Richterbesoldung im Fokus der Europäischen KommissionEin wichtiges Thema bleibt die personelle und finanzielle Ausstattung der Justiz. Die Europäische Kommission zeigt auch im diesjährigen Bericht, dass sie das Thema auf dem Schirm hat und würdigt die Bemühungen Belgiens und Frankreichs, ihre Justizsysteme besser auszustatten. Dagegen betrachtet sie die Situation in Slowenien kritisch. Dort hat die Regierung ohne Konsultation der Justizbehörden die zuvor vereinbarten Mittel für Gerichte, den Justizrat und die Staatsanwaltschaft gekürzt, weshalb dort nun die Verfassungsmäßigkeit der Richterbesoldung infrage steht.

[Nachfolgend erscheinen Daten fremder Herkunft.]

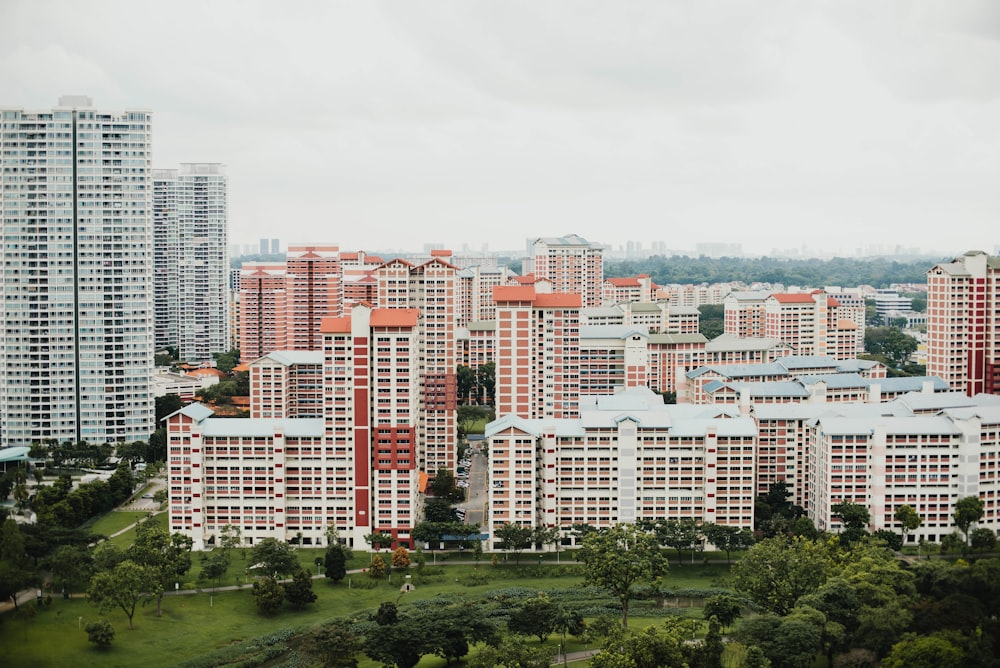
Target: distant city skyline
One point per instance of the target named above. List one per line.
(772, 124)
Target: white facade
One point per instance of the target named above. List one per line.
(76, 236)
(190, 226)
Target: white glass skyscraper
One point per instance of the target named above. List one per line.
(191, 284)
(76, 333)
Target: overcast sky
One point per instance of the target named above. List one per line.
(774, 124)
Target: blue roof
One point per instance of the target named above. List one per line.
(17, 453)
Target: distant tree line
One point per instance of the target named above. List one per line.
(878, 272)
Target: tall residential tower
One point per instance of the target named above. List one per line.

Kritisch blickt die Europäische Kommission auch auf Dänemark, wo die nach wie vor geringen Ausgaben für die Justiz und die niedrige Zahl von Richterinnen und Richtern Bedenken auslösen.

Entscheidungsträgerinnen und Entscheidungsträgern in Deutschland sollte zu denken geben, dass die Europäische Kommission das Thema der Richterbesoldung im Länderkapitel für Deutschland nicht nur anspricht, sondern auch in ihren an Deutschland gerichteten Empfehlungen aufruft. Darin heißt es, Deutschland werde empfohlen, „seine Bemühungen im Rahmen des neuen Pakts für den Rechtsstaat fortzusetzen, angemessene Ressourcen für das Justizsystem bereitzustellen, auch in Bezug auf die Besoldung von Richterinnen und Richtern, und dabei europäische Standards für die Ressourcen und die Vergütung im Justizsystem zu berücksichtigen.“

Im Berichtsteil werden sodann zwar die in Deutschland erkennbaren Bemühungen um eine Fortsetzung des „Pakts für den Rechtsstaat“ und den Ausbau der Digitalisierung („Digitalpakt für die Justiz“) gewürdigt. Gleichzeitig stellt die Europäische Kommission aber klar, dass die bevorstehenden Herausforderungen – insbesondere vor dem Hintergrund der absehbaren Pensionierungswellen bei Richterinnen und Richtern – nicht allein mit der Schaffung neuer Stellen bewältigt werden können. Die weiteren Ausführungen geben Anlass zu Bedenken. So sorgt sich die Europäische Kommission um nicht weniger als die allgemeine Attraktivität des Richterberufs. Insoweit nimmt sie Bezug auf die Hinweise im Beitrag des Deutschen Richterbundes zum Rechtsstaatlichkeitsbericht, in dem sowohl auf das allgemeine Gehaltsniveau als auch auf die diesbezüglichen regionalen Unterschiede (Gehaltsdifferenz im Ländervergleich) eingegangen wird. Das Anraten der Europäischen Kommission, „europäische Standards für […] die Vergütung im Justizsystem zu berücksichtigen“, darf als klarer Hinweis verstanden werden, dass man diesen Standards in Deutschland derzeit nicht gerecht wird.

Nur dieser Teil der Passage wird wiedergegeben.